I just chatted with Linda Leigh, communications manager for SIATech, an Imperial Beach charter school that has received a lot of unwanted attention this week as the school with the state’s highest dropout rate, according to a study released by the California Dropout Research Project.

SIATech focuses on attracting at-risk kids to the classroom with technology. In 2005, the school won a Golden Bell award for high school innovation from the state School Boards Association. A typical SIATech student has “school-hopped” five to seven times, Leigh said.

“We’re not an average high school,” Leigh said. “We’re a dropout recovery program. Traditional schools have failed the students who come to us. … It’s not a surprise that our dropout rate is higher than the traditional high school.”

The report cited a 165.2 percent dropout rate for SIATech — a figure that is possible because enrollment is only counted once, but dropouts are counted all year. Therefore, if students enroll midyear, then quit, they count as dropouts, but don’t count towards enrollment.

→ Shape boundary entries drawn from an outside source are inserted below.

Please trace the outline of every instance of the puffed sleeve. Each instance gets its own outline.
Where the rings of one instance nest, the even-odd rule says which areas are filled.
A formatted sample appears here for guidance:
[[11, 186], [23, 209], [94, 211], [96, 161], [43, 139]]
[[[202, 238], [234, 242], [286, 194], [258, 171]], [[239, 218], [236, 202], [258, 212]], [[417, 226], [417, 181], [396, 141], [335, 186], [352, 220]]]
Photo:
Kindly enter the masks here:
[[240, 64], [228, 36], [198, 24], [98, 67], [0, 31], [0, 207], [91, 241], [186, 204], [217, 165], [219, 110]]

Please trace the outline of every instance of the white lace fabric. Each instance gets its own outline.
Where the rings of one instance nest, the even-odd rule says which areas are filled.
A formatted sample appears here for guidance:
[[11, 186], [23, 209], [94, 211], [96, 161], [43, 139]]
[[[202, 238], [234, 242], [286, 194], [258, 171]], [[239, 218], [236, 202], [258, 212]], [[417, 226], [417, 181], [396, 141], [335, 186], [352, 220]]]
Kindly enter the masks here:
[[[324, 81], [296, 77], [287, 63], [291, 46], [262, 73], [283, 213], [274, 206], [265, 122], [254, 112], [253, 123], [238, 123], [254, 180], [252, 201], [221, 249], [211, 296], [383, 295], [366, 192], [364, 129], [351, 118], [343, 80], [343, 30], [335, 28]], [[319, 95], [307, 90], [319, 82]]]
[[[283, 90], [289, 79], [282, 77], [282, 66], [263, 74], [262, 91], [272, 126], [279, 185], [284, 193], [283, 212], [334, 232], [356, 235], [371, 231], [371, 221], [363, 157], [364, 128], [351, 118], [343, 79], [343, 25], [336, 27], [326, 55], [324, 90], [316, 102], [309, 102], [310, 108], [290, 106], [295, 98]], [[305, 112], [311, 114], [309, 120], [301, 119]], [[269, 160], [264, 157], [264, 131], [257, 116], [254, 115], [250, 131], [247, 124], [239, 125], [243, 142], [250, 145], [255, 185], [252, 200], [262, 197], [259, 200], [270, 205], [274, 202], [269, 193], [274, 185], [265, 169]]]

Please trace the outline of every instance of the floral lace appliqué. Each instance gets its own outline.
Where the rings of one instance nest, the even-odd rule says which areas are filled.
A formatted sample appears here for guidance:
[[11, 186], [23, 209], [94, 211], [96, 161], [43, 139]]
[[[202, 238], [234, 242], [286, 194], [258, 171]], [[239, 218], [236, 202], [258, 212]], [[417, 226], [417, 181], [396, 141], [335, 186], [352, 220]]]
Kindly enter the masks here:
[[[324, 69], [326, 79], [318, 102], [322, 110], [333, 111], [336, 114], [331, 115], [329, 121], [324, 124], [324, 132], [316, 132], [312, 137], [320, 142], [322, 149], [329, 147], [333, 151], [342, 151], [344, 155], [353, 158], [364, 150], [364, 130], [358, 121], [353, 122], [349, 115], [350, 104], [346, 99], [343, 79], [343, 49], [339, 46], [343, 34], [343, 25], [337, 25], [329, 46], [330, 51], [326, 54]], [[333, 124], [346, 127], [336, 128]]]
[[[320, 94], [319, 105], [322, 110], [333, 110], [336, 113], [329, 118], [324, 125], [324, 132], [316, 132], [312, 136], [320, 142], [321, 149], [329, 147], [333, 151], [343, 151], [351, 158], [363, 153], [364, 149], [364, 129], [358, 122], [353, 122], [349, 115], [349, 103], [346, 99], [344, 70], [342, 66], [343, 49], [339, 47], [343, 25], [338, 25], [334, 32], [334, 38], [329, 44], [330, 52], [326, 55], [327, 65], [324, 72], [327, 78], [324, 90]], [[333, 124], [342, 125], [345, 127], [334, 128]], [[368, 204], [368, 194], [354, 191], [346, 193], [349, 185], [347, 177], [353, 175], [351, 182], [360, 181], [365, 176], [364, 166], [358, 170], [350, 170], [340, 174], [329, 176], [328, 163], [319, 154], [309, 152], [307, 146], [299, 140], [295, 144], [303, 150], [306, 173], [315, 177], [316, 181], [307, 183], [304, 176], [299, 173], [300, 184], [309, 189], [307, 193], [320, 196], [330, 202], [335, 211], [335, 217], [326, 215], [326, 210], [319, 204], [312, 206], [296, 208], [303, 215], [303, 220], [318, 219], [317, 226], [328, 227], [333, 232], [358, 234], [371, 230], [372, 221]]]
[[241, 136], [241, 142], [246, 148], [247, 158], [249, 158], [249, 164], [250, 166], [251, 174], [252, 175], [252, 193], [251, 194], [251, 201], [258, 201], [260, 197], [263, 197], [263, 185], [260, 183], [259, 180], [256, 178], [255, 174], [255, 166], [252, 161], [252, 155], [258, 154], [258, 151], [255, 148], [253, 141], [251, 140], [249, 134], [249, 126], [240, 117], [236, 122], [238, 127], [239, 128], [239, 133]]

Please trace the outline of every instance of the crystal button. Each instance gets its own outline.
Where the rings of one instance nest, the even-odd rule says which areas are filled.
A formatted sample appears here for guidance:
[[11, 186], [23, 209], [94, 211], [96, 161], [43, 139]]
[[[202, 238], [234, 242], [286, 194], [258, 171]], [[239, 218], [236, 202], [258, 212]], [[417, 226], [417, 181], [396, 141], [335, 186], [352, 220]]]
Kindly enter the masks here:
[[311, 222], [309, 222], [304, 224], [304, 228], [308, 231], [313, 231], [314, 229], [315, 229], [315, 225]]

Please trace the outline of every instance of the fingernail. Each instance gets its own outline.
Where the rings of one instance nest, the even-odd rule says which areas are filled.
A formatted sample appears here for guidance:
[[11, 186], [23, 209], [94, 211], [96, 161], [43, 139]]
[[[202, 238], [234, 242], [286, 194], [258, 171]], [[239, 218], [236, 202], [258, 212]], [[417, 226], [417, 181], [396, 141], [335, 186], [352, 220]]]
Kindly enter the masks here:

Also, the Los Angeles Times did a nice story on the report, putting it into context with comments from some of the high-dropout schools, and from the California Charter Schools Association:

Daria Hall, assistant director of the Education Trust, a Washington-based nonprofit dedicated to improving education, complained in an e-mail that the report was based on “state-reported dropout figures that are wildly inaccurate.”

As an example, she said that John C. Fremont High School in Los Angeles, ranked No. 16 in the report, has an official dropout rate of 9%, yet it has more than 1,900 students entering as freshmen but fewer than 500 enrolled as seniors.

“Unless almost 70% of the entering class transferred out, and no one transferred in, this school loses more than 9% of its students to dropout,” Hall wrote.

Rumberger, the dropout project director, said the data were accurate but conceded that the state’s method of calculating dropouts leaves a great deal to be desired.

“I don’t think the data are flawed,” he said. “I think the data give an incomplete picture.”